Parallel Mothers, however, simply does not have the same taste for subversive transgression that registered, for example, in Banderas as Salvador (the director’s alter ego in Pain and Glory) deciding to adopt hard drugs at a relatively advanced age. Reconciliation is the keynote of this latest work – and reconciliation is not always the best ingredient in a melodrama.

 

Only a few, fleeting interactions between characters hint, with fine irony, at a more complex, nuanced arrangement between the generations depicted – such as when Janis explains that her feminist mother named her after Janis Joplin (playing in the background during the scene), only to be greeted by Ana’s deflating question: “Who’s Janis Joplin?”

 

I have a theory about how Almodóvar works as an artist.
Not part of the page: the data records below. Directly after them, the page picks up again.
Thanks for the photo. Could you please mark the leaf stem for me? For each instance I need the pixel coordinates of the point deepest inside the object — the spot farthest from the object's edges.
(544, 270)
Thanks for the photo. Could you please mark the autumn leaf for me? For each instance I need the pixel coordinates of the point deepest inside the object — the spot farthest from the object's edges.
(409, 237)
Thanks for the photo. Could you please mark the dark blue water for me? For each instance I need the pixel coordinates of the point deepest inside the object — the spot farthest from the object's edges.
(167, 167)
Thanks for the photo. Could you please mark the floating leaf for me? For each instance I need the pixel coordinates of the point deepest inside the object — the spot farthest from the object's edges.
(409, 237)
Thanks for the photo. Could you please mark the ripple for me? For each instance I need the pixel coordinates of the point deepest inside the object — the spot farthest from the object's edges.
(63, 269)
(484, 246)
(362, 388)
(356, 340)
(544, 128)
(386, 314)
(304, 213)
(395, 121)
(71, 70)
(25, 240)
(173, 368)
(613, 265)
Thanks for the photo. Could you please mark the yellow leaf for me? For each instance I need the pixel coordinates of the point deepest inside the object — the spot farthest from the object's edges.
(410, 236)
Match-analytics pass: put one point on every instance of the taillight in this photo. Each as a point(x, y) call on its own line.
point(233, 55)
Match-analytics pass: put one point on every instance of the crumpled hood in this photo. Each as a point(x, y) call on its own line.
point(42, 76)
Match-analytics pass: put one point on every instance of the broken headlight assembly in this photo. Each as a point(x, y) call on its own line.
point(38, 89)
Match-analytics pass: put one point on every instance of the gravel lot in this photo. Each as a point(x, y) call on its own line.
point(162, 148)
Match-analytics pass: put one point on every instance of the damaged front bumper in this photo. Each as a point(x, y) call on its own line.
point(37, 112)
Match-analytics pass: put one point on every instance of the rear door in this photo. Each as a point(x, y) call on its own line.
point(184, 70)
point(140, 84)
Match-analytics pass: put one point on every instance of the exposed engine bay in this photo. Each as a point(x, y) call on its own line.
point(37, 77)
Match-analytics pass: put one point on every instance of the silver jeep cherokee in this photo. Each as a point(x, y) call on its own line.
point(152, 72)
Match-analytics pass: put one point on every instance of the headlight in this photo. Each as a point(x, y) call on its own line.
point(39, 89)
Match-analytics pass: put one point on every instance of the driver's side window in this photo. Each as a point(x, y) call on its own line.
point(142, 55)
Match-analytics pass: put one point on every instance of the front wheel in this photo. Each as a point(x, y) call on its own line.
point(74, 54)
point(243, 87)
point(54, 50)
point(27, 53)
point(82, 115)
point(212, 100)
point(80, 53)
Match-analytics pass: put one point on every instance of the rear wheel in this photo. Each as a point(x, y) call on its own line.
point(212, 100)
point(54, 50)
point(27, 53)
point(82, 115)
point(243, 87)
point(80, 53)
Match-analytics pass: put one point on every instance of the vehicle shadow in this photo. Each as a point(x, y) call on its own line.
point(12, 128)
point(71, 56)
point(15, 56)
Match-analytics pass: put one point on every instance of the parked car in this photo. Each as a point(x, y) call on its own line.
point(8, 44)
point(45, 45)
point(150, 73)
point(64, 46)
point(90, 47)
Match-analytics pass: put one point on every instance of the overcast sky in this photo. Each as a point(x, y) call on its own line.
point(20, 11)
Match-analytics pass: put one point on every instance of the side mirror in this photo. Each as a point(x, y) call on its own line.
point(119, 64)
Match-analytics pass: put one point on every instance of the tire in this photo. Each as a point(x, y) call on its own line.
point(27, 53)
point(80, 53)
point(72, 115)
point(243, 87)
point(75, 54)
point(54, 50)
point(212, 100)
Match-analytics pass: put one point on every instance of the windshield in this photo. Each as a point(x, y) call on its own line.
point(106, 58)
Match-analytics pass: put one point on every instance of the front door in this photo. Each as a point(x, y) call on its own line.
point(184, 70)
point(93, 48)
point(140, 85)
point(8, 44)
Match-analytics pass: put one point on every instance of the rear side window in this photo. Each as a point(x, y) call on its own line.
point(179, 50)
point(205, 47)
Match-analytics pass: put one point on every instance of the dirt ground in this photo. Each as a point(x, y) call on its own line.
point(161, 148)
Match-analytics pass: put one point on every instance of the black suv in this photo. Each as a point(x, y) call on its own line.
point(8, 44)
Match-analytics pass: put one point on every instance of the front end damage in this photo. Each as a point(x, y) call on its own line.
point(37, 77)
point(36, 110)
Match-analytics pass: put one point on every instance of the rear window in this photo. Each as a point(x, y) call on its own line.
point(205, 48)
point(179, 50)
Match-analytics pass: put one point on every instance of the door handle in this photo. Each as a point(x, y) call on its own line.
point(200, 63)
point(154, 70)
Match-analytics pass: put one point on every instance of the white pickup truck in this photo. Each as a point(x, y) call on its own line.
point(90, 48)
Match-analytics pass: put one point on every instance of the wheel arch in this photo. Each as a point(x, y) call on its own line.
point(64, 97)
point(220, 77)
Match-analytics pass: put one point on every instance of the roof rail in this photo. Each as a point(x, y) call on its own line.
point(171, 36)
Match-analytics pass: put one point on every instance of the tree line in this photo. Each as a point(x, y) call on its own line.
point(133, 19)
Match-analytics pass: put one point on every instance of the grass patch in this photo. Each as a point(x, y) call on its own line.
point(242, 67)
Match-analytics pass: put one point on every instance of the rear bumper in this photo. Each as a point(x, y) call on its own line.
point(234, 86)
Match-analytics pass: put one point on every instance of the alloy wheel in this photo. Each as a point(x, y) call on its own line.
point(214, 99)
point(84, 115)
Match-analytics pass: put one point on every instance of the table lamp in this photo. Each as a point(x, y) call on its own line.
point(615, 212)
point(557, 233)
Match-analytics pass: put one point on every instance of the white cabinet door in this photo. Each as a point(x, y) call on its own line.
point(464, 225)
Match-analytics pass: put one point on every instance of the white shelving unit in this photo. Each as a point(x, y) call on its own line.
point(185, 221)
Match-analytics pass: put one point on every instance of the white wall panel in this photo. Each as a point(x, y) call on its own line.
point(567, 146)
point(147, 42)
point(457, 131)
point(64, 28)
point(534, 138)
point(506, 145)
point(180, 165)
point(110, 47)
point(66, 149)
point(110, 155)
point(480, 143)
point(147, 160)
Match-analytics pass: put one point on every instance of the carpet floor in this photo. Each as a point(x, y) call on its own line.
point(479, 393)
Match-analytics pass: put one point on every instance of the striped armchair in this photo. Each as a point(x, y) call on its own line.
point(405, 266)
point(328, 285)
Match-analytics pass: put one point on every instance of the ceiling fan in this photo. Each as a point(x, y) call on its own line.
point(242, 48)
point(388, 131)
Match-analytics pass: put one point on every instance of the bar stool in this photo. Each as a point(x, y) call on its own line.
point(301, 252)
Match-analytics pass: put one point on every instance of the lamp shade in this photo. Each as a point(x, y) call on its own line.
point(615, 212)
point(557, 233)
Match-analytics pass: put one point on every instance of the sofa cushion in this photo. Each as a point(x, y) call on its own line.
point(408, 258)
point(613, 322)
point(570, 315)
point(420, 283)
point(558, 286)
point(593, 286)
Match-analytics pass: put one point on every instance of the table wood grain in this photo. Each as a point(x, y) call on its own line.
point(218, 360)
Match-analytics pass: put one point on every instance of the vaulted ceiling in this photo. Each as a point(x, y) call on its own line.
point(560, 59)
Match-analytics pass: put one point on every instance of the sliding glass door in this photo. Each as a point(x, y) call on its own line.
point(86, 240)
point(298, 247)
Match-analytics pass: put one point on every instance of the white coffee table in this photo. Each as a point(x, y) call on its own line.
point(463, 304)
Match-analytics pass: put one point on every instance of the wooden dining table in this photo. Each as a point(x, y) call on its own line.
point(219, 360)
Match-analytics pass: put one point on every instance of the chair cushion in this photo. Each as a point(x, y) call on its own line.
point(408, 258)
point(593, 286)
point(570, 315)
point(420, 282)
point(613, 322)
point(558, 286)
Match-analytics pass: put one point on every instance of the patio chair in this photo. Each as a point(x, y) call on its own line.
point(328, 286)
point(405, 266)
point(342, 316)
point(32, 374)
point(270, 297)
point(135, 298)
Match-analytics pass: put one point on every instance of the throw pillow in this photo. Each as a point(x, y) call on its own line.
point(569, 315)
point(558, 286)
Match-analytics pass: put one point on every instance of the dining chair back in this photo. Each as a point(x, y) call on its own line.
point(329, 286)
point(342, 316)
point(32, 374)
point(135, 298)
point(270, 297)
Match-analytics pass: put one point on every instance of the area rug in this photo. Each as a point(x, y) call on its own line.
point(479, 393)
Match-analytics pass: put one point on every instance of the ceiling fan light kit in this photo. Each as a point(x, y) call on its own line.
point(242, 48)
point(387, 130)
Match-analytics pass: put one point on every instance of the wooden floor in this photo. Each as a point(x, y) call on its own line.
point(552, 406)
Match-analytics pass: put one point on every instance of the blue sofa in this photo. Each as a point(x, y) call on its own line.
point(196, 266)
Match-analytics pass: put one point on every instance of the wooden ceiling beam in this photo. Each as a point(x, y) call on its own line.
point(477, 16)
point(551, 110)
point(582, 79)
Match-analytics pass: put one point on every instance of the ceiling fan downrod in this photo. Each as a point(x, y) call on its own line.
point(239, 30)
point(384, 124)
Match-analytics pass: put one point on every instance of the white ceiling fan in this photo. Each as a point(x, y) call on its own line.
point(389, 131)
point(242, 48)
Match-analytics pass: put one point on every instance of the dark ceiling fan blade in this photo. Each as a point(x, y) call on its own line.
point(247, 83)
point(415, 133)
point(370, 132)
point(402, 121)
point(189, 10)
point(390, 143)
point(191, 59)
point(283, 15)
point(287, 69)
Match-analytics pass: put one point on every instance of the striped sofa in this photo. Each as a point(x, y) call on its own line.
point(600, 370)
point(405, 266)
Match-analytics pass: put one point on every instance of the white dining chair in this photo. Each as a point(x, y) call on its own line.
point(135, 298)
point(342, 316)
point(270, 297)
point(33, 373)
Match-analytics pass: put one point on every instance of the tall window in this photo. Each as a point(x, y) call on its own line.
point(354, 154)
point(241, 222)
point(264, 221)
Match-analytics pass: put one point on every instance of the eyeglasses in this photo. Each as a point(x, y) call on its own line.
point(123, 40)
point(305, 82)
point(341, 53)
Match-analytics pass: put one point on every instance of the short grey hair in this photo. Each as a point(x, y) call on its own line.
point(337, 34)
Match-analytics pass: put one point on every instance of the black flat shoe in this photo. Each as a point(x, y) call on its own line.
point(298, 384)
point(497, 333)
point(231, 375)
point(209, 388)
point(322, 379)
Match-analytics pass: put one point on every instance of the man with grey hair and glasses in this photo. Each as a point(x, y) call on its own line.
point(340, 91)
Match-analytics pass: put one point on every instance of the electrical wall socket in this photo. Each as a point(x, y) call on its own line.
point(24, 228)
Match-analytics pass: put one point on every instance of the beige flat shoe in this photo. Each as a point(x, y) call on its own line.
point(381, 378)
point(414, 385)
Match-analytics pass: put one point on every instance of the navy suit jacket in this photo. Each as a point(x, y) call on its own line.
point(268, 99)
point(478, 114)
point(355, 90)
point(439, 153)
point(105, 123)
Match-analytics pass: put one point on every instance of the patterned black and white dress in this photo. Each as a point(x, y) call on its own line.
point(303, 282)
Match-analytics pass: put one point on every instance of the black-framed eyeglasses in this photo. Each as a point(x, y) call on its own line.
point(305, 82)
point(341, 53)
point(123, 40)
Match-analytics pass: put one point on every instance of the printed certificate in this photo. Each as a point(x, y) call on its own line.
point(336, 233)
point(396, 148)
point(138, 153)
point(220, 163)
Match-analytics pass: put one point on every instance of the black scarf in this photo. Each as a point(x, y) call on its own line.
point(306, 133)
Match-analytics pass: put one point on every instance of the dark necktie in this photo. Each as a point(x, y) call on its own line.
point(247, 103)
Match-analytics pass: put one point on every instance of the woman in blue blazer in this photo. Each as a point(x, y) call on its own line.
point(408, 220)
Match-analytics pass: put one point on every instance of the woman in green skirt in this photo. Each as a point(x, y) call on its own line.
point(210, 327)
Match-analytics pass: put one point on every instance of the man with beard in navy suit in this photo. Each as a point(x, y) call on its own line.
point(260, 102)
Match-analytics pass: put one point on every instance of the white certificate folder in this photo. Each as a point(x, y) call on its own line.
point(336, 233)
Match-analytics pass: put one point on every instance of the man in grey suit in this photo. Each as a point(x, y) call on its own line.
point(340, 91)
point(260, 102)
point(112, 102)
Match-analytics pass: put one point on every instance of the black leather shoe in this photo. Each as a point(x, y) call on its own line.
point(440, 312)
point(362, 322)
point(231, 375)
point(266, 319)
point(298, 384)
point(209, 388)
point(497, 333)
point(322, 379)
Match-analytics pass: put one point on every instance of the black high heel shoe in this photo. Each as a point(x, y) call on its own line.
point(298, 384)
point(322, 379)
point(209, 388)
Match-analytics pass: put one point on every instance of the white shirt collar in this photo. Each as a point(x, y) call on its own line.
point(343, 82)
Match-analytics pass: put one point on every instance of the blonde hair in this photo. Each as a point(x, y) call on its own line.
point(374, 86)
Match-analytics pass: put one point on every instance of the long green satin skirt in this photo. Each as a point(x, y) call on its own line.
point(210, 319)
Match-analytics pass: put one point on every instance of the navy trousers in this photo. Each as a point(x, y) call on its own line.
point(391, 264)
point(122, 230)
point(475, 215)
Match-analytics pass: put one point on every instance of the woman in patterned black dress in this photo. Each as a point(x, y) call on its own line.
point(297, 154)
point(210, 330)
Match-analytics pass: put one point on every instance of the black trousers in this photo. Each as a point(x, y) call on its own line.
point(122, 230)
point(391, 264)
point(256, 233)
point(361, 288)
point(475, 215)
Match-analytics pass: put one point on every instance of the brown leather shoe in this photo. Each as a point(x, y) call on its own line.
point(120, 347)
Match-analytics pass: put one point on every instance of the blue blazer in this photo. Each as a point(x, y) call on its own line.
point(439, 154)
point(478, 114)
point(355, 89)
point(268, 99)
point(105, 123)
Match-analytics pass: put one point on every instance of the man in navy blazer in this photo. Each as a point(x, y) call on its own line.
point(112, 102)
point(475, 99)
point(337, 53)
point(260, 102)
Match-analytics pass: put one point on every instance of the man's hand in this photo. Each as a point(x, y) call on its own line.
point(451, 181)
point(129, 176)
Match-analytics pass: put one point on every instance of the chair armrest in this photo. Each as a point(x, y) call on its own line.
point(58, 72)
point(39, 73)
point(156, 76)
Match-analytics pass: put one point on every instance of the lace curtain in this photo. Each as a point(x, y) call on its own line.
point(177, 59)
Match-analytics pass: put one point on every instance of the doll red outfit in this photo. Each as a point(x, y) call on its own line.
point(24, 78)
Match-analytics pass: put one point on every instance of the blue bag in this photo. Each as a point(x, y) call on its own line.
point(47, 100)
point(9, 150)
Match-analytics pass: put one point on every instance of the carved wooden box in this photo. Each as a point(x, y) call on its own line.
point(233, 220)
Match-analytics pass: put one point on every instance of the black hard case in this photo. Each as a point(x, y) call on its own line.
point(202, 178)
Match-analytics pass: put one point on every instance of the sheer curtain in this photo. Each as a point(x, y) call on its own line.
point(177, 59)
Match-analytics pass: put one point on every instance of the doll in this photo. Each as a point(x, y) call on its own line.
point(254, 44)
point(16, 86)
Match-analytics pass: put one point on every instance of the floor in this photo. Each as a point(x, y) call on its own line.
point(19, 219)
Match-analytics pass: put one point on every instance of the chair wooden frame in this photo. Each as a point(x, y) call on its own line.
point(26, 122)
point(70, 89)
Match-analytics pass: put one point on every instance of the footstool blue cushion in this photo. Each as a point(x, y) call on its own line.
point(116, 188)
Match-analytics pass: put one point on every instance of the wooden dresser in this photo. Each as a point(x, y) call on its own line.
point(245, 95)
He has declared the crux of it himself on numerous occasions: he begins (just as David Lynch does) from the dreamlike apparition, arising in his mind, of a particular scene or situation. It is not necessarily the start of a story, or its central premise; it could simply be an arresting exchange of dialogue or a sequence of gestures that ends up landing literally anywhere in the finished film. Initially, it can be an entirely enigmatic fragment, mysterious even to himself. But it is from that initial vision that he organically created the deeply satisfying web of The Flower of My Secret (1995) and All About My Mother (1999), among other highlights in his career.

 

Parallel Mothers seems to have taken a different path of genesis. Almodóvar (I suspect) began from a concept about history and collective memory, and from there worked backwards, sculpting characters and events to illustrate it. As a result, the different, multiple levels of the script do not mesh in an entirely convincing way.

 

At its worst, this tendency to schematisation has all but wrecked the work of once-revered directors including Atom Egoyan and Wim Wenders, rendering their stories lifeless and pre-programmed. Almodóvar, even at his least inspired, mercifully retains a good dose of wit, spunk and crafty flair. Let’s hope he gets his full creative mojo back in gear for his English-language feature starring Cate Blanchett, A Manual for Cleaning Women.